Em 2014, a equipe anunciou que eles tinham criado com sucesso um par de bases de DNA sintético – feito a partir de moléculas referidas como X e Y – e poderia ser inserido em um organismo vivo.

Desde então, eles estão trabalhando para que suas bactérias modificadas de E. coli não apenas levem o par de bases sintéticas ao seu código de DNA, mas mantenham-no durante toda a sua vida útil.

Inicialmente, as bactérias manipuladas eram fracas e doentes, e morreriam logo após receberem seu novo par de bases, porque não podiam segurá-lo enquanto se dividiam.

“Seu genoma não é apenas estável por um dia”, diz Romesberg. “Seu genoma tem que ser estável para a escala de sua vida. Se o organismo semi-sintético vai realmente ser um organismo, tem que ser capaz de manter essa informação de forma estável.”

Ao longo dos próximos anos, a equipe desenvolveu três métodos para criar uma nova versão da bactéria E. coli que iria segurar seu novo par de bases indefinidamente, permitindo-lhes viver vidas normais e saudáveis.

O primeiro passo foi construir uma versão melhor de uma ferramenta chamada um transportador de nucleotídeo, que transporta peças do par de bases sintéticas para o DNA da bactéria e insere-o no lugar certo no código genético.

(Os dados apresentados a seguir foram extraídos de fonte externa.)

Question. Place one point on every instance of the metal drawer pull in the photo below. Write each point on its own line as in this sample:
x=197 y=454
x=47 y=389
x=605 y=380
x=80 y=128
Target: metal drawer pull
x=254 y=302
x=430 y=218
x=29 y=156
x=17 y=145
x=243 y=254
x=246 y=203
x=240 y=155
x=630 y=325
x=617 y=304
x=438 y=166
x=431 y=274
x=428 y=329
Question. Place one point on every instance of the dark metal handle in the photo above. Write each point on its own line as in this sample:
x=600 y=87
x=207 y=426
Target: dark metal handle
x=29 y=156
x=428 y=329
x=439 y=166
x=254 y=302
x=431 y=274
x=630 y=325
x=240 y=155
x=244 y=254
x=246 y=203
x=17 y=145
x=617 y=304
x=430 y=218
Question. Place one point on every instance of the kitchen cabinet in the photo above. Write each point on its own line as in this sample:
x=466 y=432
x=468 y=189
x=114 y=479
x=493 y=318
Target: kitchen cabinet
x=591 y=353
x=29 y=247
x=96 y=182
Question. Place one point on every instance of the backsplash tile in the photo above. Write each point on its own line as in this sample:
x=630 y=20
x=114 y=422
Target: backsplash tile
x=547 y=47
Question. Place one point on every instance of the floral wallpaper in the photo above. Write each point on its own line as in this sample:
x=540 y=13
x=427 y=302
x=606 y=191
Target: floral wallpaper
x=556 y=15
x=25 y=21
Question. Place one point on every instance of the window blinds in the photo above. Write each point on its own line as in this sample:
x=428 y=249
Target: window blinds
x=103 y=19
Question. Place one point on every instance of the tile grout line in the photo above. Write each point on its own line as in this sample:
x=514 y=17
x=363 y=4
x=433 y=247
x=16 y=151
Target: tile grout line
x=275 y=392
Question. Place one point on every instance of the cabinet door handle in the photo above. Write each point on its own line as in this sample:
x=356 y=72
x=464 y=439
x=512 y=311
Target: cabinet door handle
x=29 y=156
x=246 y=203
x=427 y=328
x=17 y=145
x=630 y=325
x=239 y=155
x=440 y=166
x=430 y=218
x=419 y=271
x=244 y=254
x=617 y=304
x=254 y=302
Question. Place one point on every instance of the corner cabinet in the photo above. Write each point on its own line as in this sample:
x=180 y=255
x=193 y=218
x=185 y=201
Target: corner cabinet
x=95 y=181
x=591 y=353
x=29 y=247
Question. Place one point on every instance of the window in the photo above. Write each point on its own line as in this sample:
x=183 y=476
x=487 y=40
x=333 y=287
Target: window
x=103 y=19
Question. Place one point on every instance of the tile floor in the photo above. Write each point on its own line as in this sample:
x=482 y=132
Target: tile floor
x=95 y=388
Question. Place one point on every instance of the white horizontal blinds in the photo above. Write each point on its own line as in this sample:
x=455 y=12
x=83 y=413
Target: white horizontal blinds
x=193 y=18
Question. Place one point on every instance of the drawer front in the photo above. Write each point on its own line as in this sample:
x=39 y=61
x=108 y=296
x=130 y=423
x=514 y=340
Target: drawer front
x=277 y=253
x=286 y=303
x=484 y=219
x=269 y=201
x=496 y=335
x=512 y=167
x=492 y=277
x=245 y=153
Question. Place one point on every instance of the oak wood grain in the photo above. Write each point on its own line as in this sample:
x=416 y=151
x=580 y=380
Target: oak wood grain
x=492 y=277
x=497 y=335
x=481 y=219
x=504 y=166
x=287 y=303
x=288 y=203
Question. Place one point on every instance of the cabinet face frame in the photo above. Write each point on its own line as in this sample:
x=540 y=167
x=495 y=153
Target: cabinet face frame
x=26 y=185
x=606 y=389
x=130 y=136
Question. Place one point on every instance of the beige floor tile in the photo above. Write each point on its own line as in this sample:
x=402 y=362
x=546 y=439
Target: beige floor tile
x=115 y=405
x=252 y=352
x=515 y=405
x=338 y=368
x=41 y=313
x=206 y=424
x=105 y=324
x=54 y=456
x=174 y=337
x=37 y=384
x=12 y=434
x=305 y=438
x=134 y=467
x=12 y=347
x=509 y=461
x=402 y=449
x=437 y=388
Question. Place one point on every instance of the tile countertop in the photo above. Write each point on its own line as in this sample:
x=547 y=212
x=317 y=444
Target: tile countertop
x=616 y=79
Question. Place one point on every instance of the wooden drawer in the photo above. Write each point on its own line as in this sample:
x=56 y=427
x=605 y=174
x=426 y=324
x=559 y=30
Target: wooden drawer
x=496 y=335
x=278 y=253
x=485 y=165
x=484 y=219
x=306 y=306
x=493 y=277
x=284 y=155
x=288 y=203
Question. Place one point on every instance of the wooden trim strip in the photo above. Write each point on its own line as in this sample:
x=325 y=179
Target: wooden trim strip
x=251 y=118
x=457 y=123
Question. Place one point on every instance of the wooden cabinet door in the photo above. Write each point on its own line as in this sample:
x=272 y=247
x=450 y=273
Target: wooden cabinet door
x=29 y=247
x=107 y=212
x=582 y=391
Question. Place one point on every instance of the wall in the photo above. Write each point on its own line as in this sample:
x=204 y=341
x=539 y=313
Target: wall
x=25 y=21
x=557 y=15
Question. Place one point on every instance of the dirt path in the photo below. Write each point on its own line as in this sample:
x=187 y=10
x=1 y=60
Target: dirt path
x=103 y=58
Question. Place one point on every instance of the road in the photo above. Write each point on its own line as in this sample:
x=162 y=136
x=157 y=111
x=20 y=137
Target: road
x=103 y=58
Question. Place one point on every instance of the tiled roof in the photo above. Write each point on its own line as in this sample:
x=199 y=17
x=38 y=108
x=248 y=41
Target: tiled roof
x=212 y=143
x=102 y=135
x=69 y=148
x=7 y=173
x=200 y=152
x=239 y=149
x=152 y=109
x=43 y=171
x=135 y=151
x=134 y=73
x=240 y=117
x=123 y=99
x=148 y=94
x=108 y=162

“O transportador foi usado no estudo de 2014, mas tornou o organismo semisintético muito doente”, explica uma das equipes, Yorke Zhang. Uma vez que eles tinham alterado o transportador para ser menos tóxico, a bactéria já não tinha uma reação adversa a ele.

Em seguida, eles mudaram a molécula originalmente usada para fazer a base Y, e descobriram que ela poderia ser mais facilmente reconhecida por enzimas nas bactérias que sintetizam moléculas de DNA durante a replicação do DNA.

Finalmente, a equipe usou a revolucionária ferramenta de edição de genes, CRISPR-Cas9 para criar E. coli que não registrou as moléculas X e Y como um invasor estrangeiro.

Os pesquisadores agora relatam que a E. coli modificada é saudável, mais autônoma e capaz de armazenar indefinidamente o aumento da informação do novo par de bases sintéticas.

“Nós tornamos este organismo semisintético mais parecido com a vida”, disse Romesberg.

Se tudo isso soar um pouco aterrorizante para você, tem havido muita preocupação em torno do potencial impacto que esse tipo de tecnologia poderia ter.

Em 2014, Jim Thomas, do ETC Group, uma organização canadense que visa abordar as questões socioeconômicas e ecológicas em torno de novas tecnologias, disse ao New York Times:

“A chegada desta forma de vida” alienígena “sem precedentes poderia, com o tempo, ter implicações éticas, legais e regulatórias de longo alcance”.

Mas Romesberg diz que não há necessidade de preocupação ainda, porque, para um, o par de bases sintéticas é inútil. Ele não pode ser lido e processado em algo de valor pelas bactérias – é apenas uma prova de conceito que podemos obter uma forma de vida para assumir bases “alienígenas” e mantê-los.

O próximo passo seria inserir um par de bases que seja realmente legível, e então as bactérias poderiam realmente fazer algo com ele.

A outra razão pela qual não precisamos ficar enlouquecidos, diz Romesberg, é que essas moléculas não foram projetadas para funcionar em organismos complexos, e visto que são como nada encontrado na natureza, há pouca chance de que isso possa acontecer.

O tempo dirá se ele está certo, mas não há dúvida de que a equipe vai continuar a melhorar a técnica na esperança de criação de bactérias que podem produzir novos tipos de proteínas que podem ser utilizados nos medicamentos e materiais do futuro.

A pesquisa foi publicada em Proceedings of the National Academy of Sciences.